Sin categoríaLa continuidad de la empresa familiar en el tiempo: dificultades y soluciones

Mucho se habla del elevado índice de desaparición de las empresas familiares, independientemente de su desempeño y de su éxito. En efecto, un bajo porcentaje  de ellas continúa en la segunda generación y es casi inexistente  el número de las que logran pervivir con la tercera generación.

Ahora bien, parecería que, en general, tanto empresarios, familiares o consultores, acotamos nuestra acción a afirmar esta evidente realidad, sin preocuparnos como es debido de ver de qué manera una empresa familiar puede trascender en el tiempo.

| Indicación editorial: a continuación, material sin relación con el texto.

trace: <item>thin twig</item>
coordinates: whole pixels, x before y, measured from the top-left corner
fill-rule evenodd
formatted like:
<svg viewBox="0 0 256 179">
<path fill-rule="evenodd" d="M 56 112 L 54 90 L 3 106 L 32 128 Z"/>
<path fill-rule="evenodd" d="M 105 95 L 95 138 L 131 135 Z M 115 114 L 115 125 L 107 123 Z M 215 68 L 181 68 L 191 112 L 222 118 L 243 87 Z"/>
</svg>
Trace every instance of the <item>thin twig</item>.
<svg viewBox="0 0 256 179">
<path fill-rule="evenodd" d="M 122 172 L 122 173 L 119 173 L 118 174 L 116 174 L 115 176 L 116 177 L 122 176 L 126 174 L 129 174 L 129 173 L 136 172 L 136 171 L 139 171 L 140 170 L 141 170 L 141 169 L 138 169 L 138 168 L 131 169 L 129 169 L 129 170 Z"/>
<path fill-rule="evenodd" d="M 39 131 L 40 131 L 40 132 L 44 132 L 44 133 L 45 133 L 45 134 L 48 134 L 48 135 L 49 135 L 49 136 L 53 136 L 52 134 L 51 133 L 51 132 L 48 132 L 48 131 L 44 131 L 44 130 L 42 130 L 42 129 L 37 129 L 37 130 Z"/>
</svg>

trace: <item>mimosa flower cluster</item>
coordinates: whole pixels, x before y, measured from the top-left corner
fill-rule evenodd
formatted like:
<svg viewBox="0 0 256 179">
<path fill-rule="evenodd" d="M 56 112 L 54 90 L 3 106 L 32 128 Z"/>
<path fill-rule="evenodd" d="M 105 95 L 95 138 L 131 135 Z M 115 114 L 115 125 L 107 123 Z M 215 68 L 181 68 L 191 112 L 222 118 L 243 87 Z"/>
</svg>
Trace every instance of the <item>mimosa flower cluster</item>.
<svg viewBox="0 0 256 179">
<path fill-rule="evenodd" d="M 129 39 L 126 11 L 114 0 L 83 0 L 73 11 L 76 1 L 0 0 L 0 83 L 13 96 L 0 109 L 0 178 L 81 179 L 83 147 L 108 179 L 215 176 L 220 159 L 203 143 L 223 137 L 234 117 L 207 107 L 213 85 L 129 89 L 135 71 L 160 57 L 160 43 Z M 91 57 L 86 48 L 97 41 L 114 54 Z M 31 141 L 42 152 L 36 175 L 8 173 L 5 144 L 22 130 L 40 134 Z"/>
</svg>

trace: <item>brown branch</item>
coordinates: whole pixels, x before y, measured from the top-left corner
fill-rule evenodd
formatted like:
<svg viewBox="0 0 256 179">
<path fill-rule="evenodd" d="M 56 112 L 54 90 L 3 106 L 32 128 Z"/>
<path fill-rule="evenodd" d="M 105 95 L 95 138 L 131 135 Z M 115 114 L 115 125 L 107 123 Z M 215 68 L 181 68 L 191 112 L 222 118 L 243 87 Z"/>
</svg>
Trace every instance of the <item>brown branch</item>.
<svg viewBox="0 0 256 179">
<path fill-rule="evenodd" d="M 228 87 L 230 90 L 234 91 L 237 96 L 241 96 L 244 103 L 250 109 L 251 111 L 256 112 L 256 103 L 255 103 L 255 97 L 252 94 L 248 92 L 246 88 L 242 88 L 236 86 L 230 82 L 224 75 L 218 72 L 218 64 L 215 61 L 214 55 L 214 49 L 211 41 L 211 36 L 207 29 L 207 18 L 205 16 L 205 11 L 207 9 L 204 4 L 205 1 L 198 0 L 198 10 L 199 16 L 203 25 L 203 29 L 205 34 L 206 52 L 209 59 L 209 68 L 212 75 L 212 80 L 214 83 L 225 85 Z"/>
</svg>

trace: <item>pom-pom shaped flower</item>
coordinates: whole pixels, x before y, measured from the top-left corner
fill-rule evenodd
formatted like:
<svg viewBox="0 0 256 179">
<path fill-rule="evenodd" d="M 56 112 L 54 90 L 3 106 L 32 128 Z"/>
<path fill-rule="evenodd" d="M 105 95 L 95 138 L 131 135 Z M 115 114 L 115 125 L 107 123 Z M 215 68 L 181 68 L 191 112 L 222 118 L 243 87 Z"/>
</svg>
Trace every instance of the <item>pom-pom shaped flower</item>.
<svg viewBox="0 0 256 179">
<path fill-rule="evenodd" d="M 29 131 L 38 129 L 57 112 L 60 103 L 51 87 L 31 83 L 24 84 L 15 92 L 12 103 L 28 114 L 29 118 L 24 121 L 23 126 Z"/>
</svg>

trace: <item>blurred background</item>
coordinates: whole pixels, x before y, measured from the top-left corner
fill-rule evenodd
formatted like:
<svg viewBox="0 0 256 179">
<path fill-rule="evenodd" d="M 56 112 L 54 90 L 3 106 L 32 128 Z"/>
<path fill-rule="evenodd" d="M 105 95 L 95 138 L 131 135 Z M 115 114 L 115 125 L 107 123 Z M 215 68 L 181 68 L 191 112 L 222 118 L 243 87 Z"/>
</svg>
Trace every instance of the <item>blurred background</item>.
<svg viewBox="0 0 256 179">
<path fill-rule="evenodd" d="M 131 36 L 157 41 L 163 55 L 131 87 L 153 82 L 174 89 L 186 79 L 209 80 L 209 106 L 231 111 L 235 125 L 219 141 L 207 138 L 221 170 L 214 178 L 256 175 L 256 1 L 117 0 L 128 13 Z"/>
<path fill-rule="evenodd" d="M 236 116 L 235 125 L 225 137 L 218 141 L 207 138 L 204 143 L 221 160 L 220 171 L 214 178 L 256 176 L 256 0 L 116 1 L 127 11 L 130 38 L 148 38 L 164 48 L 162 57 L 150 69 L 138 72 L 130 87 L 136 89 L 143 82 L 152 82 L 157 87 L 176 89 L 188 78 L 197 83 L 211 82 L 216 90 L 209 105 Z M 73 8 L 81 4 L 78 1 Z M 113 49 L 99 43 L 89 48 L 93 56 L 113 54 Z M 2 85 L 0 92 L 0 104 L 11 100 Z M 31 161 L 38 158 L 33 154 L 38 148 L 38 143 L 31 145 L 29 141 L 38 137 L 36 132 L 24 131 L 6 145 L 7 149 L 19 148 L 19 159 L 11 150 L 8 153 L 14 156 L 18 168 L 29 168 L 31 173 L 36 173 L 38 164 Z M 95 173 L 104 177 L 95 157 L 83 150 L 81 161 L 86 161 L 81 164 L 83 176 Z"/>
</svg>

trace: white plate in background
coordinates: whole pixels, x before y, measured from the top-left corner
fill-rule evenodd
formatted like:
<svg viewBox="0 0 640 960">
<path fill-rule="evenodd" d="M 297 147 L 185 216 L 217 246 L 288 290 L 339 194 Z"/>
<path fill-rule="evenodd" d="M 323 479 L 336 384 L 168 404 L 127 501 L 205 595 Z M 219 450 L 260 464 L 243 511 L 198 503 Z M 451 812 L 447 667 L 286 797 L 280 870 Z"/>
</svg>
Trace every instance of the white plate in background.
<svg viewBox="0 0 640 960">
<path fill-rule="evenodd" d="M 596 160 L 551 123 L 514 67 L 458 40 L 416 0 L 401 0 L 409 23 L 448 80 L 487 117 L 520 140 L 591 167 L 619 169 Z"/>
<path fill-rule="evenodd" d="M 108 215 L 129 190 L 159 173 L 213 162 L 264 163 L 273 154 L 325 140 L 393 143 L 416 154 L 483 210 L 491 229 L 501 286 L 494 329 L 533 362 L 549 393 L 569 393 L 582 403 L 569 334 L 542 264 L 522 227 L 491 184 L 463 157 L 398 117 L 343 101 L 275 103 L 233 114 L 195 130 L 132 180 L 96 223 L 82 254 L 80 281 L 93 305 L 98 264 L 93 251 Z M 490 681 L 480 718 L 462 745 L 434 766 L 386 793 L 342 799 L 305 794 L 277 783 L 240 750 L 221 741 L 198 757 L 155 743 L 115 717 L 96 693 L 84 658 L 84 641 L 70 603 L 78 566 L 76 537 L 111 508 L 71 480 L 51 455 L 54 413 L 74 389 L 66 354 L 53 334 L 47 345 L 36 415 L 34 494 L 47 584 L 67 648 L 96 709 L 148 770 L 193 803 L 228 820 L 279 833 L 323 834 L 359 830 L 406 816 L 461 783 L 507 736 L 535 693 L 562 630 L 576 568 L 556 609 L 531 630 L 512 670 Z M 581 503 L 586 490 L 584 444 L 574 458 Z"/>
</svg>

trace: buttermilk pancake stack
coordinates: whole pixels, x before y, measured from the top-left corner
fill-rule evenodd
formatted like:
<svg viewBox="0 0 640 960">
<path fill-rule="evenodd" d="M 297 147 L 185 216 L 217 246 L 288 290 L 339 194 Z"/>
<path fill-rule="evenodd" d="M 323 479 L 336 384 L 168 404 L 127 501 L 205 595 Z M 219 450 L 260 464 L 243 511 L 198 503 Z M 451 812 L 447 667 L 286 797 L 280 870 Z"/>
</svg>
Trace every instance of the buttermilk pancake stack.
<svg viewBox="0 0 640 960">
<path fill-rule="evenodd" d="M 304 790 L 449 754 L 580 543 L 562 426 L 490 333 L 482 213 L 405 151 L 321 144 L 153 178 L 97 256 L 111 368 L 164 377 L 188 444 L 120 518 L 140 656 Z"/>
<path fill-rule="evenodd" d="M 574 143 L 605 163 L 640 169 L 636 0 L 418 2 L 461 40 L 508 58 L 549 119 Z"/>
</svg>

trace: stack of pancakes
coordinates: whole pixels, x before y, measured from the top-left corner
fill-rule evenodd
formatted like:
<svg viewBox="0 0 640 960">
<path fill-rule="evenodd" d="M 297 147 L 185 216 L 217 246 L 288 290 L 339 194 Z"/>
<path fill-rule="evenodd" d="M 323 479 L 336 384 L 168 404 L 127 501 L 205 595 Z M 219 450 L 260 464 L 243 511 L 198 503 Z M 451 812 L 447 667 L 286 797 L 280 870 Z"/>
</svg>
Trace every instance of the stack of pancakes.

A poco de reflexionar a profundidad, caemos en la cuenta de que los motivos que impiden la continuidad a la que se refiere este artículo, son tres:

El primero de ellos, una cuestión de orden económico que se centra en el hecho de que la empresa no tiene la capacidad suficiente para remunerar a todos los miembros de la familia que trabajan en ella. Efectivamente, en los inicios, la remuneración abonada al fundador o a los fundadores sirve para toda la familia, pero en la medida en que los hijos crecen y pasan a trabajar en la empresa, deben percibir emolumentos  que cada vez se acercan más a los iniciales de sus padres. Como consecuencia de lo anterior, en una familia en la cual existen tres hijos que trabajan en la empresa, se tornará necesario abonar cuatro altos salarios.

¿Qué hacer entonces?

Corresponde educar a los hijos en el emprendedurismo, de suerte a que puedan llevar adelante actividades dentro o fuera de la empresa, lo cual les daría la posibilidad de salirse de la aparente inexorable lógica de que el único lugar donde pueden trabajar es la empresa familiar.

Resultaría oportuno, asimismo, abordar y profundizar con los hijos la idea de que no todos van a poder trabajar en la empresa. Con el tiempo llegarán a accionistas o, eventualmente, a directores, pero no será viable que todos trabajen en la gestión empresarial.

El segundo motivo guarda relación con desavenencias entre los miembros de la familia, situación que genera para la empresa consecuencias por demás negativas que determinan su cierre, a más de graves conflictos en el núcleo familiar.

¿Qué hacer ante la comprobación de este hecho?

Conversar con los hijos, desde pequeños, sobre los temas familiares y especialmente sobre aquellos que guardan relación con la familia respecto a la empresa, inculcándoles la sana costumbre de dirimir diferencias, cuando surjan, hablándolas con sinceridad y sin segundas intenciones, como forma efectiva de arribar a un acuerdo.

El tercero de los motivos es el vinculado a la circunstancia de que, en muchas ocasiones, el negocio se acaba. Pensemos en grandes empresas del exterior o de nuestro país que después de un tiempo han dejado de funcionar porque el negocio inicial se acabó.

¿Qué hacer, pues?

Trabajar constantemente en procesos de innovación constante que permitan la generación de nuevos negocios. Esa es la única vía.

Tenemos identificadas las dificultades. Ahora corresponde hacerles frente, cuanto antes mejor, tanto para la empresa como para la familia.